TRIBUNA
A 120 años de
su nacimiento otro poco del humor de Borges
En
ocasiones, sobre todo cuando se trataba de tomarse en broma a sí mismo, el
humor de Borges solía ser desopilante, y muy desconcertante. De esta manera,
nuestro célebre escritor fue generando una obra verbal paralela a su obra
escrita que competía con ella y la enriquecía todo el tiempo. Sucedió que la
fama le dio a este tímido irreductible, a este invulnerable temeroso de los
demás (que no era vulnerable por lo que comúnmente se teme a los otros; es
decir, por lo que suele afectarnos, sino por los posibles diálogos elementales,
carentes de literatura, conque lo abordaban muchos mediocres periodista,
carentes de conceptos); digo que estas simplezas le fueron dando una seguridad
social de sí mismo que lo hizo ganar en desparpajo y osadía. Y así, a fuerza de
tanto reportaje, se animó a criticar públicamente a los próceres Federico
García Lorca, Antonio Machado y Guy de Maupassant; al primero lo calificó de
“andaluz profesional”, al segundo de “ignoto hermano de Manuel Machado” y, al
tercero, en la mismísima Sorbona, de “sumiso escritor que nació imbécil y murió
loco”.
Por
supuesto que no fue todo. Divertido y travieso, aquí, en la Argentina, también
dejó un tendal sin un solo títere con cabeza. Empezando, claro, por nuestra
obra gauchesca cumbre, el Martín Fierro, de quien dijo,
refiriéndose al personaje “que era un vulgar cuatrero criminal y racista”.

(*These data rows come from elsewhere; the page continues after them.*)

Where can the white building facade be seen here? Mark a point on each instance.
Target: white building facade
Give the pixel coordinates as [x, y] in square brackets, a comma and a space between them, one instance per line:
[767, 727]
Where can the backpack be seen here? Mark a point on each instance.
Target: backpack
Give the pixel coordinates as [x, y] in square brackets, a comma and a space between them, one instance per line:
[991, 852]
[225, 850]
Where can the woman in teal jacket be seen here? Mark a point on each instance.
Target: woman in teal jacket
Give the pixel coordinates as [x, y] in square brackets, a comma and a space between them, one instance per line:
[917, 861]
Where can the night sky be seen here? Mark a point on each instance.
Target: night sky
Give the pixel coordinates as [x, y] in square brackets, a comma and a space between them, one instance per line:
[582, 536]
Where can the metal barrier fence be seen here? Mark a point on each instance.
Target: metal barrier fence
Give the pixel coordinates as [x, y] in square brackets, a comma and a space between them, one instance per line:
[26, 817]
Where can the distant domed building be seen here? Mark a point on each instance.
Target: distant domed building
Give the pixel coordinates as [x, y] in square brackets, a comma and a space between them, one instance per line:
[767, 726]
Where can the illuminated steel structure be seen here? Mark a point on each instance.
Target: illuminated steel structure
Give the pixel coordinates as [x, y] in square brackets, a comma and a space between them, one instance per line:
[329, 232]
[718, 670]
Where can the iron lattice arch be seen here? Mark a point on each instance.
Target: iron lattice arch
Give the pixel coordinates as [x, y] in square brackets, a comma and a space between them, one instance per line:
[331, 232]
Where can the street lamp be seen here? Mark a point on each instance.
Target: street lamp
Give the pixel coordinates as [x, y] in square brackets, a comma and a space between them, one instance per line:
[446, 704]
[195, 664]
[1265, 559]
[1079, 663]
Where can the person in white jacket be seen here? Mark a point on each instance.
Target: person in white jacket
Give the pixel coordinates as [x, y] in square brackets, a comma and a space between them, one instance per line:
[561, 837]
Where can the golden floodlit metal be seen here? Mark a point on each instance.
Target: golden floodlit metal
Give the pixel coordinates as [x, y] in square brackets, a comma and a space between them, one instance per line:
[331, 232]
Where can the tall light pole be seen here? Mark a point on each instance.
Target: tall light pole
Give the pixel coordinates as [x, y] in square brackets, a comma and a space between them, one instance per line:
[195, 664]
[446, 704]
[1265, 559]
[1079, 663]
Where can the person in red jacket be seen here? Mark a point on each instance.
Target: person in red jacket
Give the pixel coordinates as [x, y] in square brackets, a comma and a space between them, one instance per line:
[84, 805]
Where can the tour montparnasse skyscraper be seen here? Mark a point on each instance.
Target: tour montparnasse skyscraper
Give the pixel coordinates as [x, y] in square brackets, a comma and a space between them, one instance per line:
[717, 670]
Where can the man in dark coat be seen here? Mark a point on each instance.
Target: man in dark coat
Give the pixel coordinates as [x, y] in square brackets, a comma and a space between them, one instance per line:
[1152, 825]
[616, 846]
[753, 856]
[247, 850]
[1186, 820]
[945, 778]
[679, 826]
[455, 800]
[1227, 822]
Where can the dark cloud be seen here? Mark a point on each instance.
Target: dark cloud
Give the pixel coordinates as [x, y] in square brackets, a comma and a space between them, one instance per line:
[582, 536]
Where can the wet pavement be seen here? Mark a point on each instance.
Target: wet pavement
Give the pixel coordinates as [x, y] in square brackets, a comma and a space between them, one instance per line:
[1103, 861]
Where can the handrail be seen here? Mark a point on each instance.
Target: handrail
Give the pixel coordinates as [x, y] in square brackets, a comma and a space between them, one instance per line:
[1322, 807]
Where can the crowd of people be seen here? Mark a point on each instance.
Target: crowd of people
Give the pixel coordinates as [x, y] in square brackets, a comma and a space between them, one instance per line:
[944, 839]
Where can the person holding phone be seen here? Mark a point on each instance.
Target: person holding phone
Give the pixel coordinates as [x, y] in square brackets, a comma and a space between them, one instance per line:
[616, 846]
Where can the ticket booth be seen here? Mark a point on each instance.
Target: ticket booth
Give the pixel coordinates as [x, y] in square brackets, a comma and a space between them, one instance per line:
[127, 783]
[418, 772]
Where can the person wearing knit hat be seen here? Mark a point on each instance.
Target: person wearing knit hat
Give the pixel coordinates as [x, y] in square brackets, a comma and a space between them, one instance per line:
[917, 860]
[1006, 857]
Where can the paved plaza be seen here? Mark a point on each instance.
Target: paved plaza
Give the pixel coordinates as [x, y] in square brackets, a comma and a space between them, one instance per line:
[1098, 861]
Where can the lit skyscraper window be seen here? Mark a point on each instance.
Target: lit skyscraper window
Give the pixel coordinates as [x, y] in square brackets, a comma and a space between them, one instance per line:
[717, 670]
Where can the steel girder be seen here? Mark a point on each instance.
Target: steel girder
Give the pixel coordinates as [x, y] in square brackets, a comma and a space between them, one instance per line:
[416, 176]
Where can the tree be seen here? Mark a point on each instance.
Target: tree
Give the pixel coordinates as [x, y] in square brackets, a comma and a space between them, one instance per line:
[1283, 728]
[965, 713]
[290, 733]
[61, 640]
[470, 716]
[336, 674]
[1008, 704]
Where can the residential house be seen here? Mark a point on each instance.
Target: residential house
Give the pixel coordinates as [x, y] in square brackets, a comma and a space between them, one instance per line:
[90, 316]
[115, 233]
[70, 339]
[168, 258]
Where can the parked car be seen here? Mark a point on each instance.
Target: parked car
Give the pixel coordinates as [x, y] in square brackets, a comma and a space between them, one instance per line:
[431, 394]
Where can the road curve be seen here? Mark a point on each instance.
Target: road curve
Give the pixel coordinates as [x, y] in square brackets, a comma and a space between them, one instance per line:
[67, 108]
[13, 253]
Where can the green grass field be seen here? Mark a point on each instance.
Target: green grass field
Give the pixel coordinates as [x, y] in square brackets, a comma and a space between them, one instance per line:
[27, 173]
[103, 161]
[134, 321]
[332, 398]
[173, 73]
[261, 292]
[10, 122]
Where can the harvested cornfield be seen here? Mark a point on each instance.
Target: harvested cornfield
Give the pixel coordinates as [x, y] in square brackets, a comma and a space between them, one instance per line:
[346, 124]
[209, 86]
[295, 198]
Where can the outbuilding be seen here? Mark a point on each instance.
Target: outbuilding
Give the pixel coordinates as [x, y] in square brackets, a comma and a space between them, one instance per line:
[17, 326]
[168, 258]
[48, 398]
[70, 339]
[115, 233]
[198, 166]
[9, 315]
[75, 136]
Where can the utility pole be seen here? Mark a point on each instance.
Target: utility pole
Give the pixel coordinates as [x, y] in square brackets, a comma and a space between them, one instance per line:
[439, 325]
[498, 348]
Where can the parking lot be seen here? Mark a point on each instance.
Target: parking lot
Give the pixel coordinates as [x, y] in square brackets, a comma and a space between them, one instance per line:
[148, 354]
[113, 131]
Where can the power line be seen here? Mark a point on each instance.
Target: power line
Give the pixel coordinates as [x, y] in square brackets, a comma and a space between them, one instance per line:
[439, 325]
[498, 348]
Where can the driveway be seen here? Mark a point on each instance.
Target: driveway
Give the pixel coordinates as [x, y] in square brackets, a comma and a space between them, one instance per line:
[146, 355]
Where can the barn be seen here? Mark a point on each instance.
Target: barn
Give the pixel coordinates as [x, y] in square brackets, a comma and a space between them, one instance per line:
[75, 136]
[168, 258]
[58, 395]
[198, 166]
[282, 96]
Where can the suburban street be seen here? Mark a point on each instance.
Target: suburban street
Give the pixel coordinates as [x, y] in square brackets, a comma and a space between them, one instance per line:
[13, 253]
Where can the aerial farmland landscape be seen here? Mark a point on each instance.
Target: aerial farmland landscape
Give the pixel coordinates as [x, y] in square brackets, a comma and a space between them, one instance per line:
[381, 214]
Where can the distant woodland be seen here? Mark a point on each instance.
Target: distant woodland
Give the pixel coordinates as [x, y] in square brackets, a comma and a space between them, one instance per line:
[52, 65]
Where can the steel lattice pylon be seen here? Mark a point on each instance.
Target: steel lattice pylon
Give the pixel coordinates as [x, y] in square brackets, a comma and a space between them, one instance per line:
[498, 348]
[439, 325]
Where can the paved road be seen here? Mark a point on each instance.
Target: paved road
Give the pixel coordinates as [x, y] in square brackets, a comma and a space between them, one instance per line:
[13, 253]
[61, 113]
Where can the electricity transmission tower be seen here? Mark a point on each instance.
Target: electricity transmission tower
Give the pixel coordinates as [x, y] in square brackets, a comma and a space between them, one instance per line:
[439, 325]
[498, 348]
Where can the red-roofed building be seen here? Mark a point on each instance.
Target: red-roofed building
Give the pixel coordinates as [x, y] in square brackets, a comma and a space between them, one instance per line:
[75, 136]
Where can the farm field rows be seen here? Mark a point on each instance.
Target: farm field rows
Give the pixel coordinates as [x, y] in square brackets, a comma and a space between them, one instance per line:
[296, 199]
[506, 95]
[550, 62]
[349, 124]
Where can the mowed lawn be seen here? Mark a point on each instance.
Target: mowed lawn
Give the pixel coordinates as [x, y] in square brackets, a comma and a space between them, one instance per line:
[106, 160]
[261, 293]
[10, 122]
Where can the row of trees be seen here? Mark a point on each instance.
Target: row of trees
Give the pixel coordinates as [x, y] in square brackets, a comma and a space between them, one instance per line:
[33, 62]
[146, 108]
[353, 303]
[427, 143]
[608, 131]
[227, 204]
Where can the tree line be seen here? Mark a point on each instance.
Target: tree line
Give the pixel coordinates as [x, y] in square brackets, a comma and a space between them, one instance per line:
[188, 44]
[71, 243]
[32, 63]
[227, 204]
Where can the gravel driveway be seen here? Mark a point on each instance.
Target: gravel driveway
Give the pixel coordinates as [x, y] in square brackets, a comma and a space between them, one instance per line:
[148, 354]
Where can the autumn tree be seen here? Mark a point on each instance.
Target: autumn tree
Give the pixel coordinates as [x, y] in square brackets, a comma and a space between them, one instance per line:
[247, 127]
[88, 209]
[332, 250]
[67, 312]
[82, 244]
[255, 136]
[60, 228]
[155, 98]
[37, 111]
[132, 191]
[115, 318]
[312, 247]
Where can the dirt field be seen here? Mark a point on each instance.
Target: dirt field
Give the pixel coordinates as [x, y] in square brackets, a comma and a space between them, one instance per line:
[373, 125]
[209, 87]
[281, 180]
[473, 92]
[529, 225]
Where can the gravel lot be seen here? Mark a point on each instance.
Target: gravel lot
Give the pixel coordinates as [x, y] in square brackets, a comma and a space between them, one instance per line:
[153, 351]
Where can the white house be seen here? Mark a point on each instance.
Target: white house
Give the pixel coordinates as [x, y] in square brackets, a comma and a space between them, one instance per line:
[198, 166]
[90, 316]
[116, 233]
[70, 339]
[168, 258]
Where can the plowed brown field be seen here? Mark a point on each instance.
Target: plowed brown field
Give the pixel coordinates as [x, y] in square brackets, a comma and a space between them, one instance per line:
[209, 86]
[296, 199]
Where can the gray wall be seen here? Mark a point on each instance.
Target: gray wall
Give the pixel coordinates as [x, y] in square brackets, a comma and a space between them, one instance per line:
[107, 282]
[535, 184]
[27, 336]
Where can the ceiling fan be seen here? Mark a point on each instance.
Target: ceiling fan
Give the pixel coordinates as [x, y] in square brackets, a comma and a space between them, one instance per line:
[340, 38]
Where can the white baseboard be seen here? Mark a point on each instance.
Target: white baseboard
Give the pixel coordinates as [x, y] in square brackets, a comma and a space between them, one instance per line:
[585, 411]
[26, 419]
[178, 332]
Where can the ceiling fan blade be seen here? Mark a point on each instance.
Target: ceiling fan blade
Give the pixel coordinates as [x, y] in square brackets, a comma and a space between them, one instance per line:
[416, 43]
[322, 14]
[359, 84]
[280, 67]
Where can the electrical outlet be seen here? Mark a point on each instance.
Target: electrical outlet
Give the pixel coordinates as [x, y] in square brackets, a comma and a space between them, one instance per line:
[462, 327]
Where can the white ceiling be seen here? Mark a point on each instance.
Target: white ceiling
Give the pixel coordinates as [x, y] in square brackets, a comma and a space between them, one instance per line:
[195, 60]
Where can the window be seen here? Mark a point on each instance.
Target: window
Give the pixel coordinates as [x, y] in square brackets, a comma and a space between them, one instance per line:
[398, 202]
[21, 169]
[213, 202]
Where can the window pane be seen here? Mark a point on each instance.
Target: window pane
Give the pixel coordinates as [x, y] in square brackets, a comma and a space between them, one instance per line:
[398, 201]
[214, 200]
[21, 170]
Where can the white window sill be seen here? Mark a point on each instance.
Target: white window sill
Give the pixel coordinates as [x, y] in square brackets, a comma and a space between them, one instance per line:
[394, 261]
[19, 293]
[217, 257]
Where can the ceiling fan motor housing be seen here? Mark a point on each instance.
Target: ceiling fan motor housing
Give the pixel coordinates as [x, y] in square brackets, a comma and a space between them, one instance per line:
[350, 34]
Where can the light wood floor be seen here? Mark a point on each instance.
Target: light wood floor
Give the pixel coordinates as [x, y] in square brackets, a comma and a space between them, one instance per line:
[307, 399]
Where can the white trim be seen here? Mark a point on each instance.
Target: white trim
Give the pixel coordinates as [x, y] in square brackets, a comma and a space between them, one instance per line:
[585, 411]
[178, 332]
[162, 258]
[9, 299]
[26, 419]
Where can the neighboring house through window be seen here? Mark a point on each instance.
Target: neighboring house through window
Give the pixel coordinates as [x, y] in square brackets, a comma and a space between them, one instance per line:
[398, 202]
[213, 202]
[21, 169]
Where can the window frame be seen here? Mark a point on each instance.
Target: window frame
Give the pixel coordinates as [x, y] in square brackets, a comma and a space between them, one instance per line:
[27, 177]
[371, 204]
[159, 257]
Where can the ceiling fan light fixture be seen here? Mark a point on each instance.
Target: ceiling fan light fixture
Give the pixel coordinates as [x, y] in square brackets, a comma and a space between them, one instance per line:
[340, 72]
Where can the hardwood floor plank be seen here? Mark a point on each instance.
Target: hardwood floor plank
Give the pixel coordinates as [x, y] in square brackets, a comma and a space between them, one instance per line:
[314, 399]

Siguió luego con casi todos los mitos nacionales, pasando desde el
sacrosanto tango (“esa música sensiblera y prostibularia”) al
venerado Carlos Gardel (“un malevo sentimental que adocentó la canción de
Buenos Aires”). Y así por el estilo, de este y del otro lado del Océano,
rescató a muy pocos; digamos que a Quevedo y Cervantes, en España, a Flaubert y
Victor Hugo, en Francia y entre nosotros a Leopoldo Lugones y Enrique Banchs, a
Silvina Ocampo y a don Ezequiel Martínez Estrada.
Con
los escritores contemporáneos casi nunca se comprometió. Se disculpaba diciendo
que, como estaba ciego, no los había leído. Yo quizá cometí la imprudencia de
leerle, en dilatadas mañanas, más o menos hasta la mitad Cien años de
soledad, del egregio Gabriel García Márquez, hasta frunciendo el ceño que
me interrumpió diciendo: “Bueno, creo que ya empieza a repetirse; con cincuenta
años hubiera sido suficiente, ¿no le parece?”
He
dicho, o creo haber dicho, que para nuestro escritor pocas cosas le merecían seriedad.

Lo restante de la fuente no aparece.